Houston deserves more credit than Washington for improved trade deficit
While Washington wrestles with the nation’s burgeoning budget deficits, some good news has emerged on the other deficit front: The nation’s bloated trade deficit appears to be turning the corner, with at least one prominent economist predicting it will disappear altogether within a decade.The primary driver for all theses positive trends is the shale oil and gas revolution that was done without help from Washington. We are already seeing manufacturing of plastics coming back to the US where the natural gas feed stock cost a fraction of what it does in Asia. The increased oil and gas production also means fewer imports. It would be happening much faster if Obama and other Democrats would get out of the way of domestic production on federal controlled sites.

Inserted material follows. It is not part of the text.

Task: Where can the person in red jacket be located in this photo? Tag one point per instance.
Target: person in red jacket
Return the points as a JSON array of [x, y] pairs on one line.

A recent wave of “re-shoring” of overseas manufacturing plants by U.S. chemical, auto and other companies signals the revival of U.S. competitiveness in many industries vis-a-vis Europe, Japan, China and other major trade partners. The trend got a big push recently from a dramatic drop in American natural gas prices, making the U.S. a highly desirable location for manufacturers relying on gas for energy and as a component in plastics, chemicals and other essential materials.
Rising U.S. competitiveness has stoked a major export revival since 2009, helping pull the economy out of recession. Many analysts have been surprised by how well exports have held up this year despite the slide back into recession of the largest U.S. export market — the 17-nation eurozone — and a major slowdown in the nation’s fastest growing market — China.
The export revival owes to a constellation of U.S. trends that have been building for years, including a pronounced weakening of the dollar against other major currencies, high productivity growth and subdued wage increases, and rising fuel and transport costs that make it more expensive for manufacturers overseas to deliver goods to customers in the U.S. American farmers also are helping the balance of trade by becoming beneficiaries for rising living standards in China and other emerging countries, driving farm prices to near-record levels.
On the import side, there has been a trend toward saving more and spending less among U.S. consumers and a dramatic reversal of U.S. energy consumption and production trends since 2005 that has put a lid on American oil imports and promises to turn the U.S. into a net energy exporter in coming decades. America’s gigantic oil deficit has been second only to the gargantuan trade deficit with China as a major driver of chronic U.S. trade gaps that surged to more than $800 billion at their peak in 2006.